You set the bandwidth throughput capabilities of the interface on the interface itself. Then, you set the traffic shaping priority, minimum (or maximum) throughput allowed on the traffic shaper itself. From there, you define the policy to which you want the shaper applied.
I have been tasked to trying to limit wireless bandwidth usage so that wireless cameras have priority... can you give me somewhat of a direction to go in?
Thanks
let me know more details of your setup and I will see what I can do. You can use my contact form @ FortinetGURU.COM
@@FortinetGuru Thank you... we are going with UniFi access points... it appears that they can handle the throttling on their own.
@Fortinet Guru
Today I got one "attack" on the firewall with over 100K UDP connections from one IP. I killed them all and now its fine. Is there any way to use per IP traffic shaping to limit the amount of connections per IP? I had a look already and im not quite sure how to make a correct configuration for connections comming in, not going out.
Thank you as always!
You probably want a DOS policy to help mitigate that.

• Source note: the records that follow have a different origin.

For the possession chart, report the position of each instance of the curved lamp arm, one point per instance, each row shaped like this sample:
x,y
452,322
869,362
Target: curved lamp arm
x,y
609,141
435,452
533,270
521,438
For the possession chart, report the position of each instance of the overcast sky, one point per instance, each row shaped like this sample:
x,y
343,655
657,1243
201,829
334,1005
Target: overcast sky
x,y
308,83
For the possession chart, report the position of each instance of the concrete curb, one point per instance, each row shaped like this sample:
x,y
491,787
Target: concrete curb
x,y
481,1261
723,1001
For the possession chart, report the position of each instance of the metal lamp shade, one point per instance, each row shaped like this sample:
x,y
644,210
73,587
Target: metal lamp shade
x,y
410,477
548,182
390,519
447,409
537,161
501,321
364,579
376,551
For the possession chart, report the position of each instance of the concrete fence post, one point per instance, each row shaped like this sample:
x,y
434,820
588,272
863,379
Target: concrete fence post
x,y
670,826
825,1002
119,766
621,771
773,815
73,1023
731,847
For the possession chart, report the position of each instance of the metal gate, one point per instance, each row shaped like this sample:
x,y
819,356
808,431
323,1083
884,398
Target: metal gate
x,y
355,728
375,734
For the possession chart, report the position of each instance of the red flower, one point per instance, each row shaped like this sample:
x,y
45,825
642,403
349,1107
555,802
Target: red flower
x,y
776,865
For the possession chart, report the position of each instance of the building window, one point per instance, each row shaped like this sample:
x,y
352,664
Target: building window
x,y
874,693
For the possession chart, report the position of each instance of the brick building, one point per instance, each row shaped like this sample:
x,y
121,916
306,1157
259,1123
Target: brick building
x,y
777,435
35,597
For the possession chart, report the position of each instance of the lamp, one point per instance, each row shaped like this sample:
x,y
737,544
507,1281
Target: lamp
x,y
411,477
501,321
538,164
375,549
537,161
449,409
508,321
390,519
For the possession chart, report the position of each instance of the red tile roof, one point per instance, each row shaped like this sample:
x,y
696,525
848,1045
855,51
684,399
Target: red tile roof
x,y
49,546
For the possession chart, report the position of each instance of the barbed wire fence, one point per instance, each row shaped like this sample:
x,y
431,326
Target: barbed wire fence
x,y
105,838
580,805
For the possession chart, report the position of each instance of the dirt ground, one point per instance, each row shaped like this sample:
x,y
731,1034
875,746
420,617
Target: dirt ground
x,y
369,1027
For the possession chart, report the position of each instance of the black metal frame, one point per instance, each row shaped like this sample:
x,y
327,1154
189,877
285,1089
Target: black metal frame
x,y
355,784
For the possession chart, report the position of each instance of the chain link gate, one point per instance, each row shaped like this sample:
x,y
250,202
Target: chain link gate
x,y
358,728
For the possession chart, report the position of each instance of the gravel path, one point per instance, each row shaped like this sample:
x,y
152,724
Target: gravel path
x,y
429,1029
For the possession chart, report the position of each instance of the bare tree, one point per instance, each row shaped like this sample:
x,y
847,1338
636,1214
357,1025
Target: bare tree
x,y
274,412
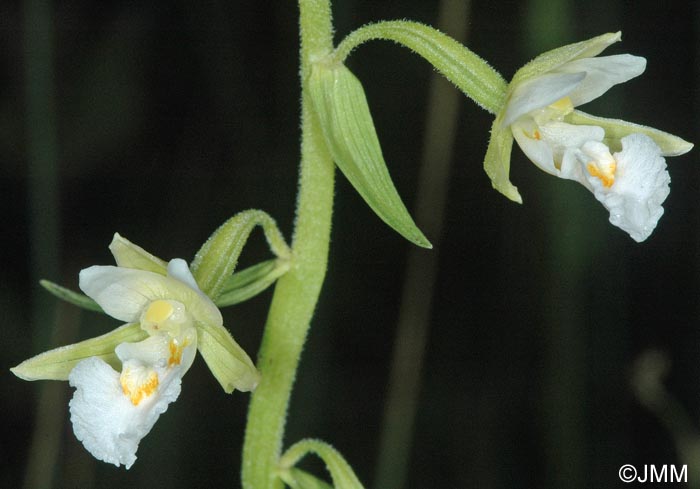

@@FortinetGuru Thank you for your answer! I'll activate that feature and take a look at it, thanks !
i want to give max bandwidth to rdp , As our users are facing frequent disconnection while using SAP server application. please refer me some solution
Going to depend heavily on the amount of utilization you are receiving across the circuit. You can do shared shapers or more to help mitigate this issue.
I think it will not work without ssl decrypt.
how to strengthen the Whatsapp video call in Fortigate?
Can you please do ipsec vpn failover vpn video for us.,.
Sure
👍
Had to fix it after I made that glaring oversight!
@@FortinetGuru Glad it wasn't me. LOL. Hey, where is MONITOR in 6.4?
NVM, Found it. New Dashboard, just had to Drill down to details. ugh!